I have got an other problem:

if my f(x) is calculated with a error of 3*10^{-17} (because I wrote it in a series that was aborted after a specific n out of the natural numbers) and the last output I get is the middle of an Intelvall with the lengh 10^{-15}. Why is the total error of my root  (plus minus) 0.5*10^{-15} like it is written in the book? Don't I have to consider the error of the series?
POSTED BY: Nickel Paulsen
Posted 11 years ago
In your particular example you can reduce $MaxExtraPrecision from 1000 down to about 400 and usually not have an error. That will save less than 25% of your time.

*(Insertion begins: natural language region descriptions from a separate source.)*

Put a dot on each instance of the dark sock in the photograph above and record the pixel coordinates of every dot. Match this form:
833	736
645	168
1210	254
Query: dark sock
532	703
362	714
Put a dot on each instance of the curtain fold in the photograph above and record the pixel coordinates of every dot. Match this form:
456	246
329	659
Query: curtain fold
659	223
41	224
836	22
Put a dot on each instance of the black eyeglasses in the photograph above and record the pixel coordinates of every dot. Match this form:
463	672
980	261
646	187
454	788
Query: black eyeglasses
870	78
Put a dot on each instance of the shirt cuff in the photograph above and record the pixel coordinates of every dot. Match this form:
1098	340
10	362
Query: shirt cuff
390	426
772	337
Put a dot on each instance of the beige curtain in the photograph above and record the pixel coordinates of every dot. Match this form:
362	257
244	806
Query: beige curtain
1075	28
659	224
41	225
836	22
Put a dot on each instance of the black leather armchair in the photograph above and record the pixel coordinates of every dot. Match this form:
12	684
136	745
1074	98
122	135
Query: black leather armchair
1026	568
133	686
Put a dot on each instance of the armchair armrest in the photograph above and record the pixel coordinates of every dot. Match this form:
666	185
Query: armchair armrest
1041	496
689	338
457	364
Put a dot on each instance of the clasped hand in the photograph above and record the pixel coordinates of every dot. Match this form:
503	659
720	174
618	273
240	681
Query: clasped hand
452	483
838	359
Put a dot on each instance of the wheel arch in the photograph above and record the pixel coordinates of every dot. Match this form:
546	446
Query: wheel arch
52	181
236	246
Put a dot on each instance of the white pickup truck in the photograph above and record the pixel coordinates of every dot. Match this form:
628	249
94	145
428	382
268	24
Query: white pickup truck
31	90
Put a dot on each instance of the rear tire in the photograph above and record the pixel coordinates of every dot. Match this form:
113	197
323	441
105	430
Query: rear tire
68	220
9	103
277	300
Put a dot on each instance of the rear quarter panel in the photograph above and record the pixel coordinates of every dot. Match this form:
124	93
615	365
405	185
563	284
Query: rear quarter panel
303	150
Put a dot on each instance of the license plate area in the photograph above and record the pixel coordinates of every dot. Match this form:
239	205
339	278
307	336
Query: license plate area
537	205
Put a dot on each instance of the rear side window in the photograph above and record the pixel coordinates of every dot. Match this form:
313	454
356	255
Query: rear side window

Since you seem to only be using the Abort if
Sign[f[a]]==Sign[f[b]]
and might not have any other reasons for Abort during your calculation you might be able to remove the CheckAbort and Abort and just test the two signs before beginning your loop, but changing that does not seem to save any significant time.

Your For loop is written in an unusual way and not like most you would see as examples. Unusual coding can sometimes take more time, but changing that does not seem to save any significant time.

Since you are doing bisection you will only reduce the width of the interval by 1/2 on each iteration. Since you want an interval of less than 10^-400 this will require many iterations and a long time.

If your function is smooth and well behaved then you might replace bisection with Newton or another method which more quickly converges and would require fewer iterations. That could still use the For that you require. That may be the best way to greatly reduce the time needed, but increasing the risk that a bad function would not converge with Newton.
POSTED BY: Bill Simpson
Posted 11 years ago
 Clear["Global`*"];
 Block[{$MaxExtraPrecision = 1000},
  CheckAbort[
   a = 0; b = 2; f[x_] := Cos[x];
   If[(f[a] > 0 \[And] f[b] > 0) \[Or] (f[a] < 0 \[And] f[b] < 0),
    Abort[],
    m = (x1 + x2)/2;
    For[If[f[a] > 0, x1 = a; x2 = b, x1 = b; x2 = a], Abs[x2 - x1] > 10^-400, If[f[m] >= 0, x1 = m, x2 = m]];
    N[m, 100]
  ], "Falsch"]
]
POSTED BY: Bill Simpson
Posted 11 years ago
nice! This works fine. But now it takes a really long time to compute. The important stuff that I want to hold on is the "For" command and one line above. Have I put the Commands around "For" in a way that they slow down the "For" process because it needs to check every looping time for abort and so on??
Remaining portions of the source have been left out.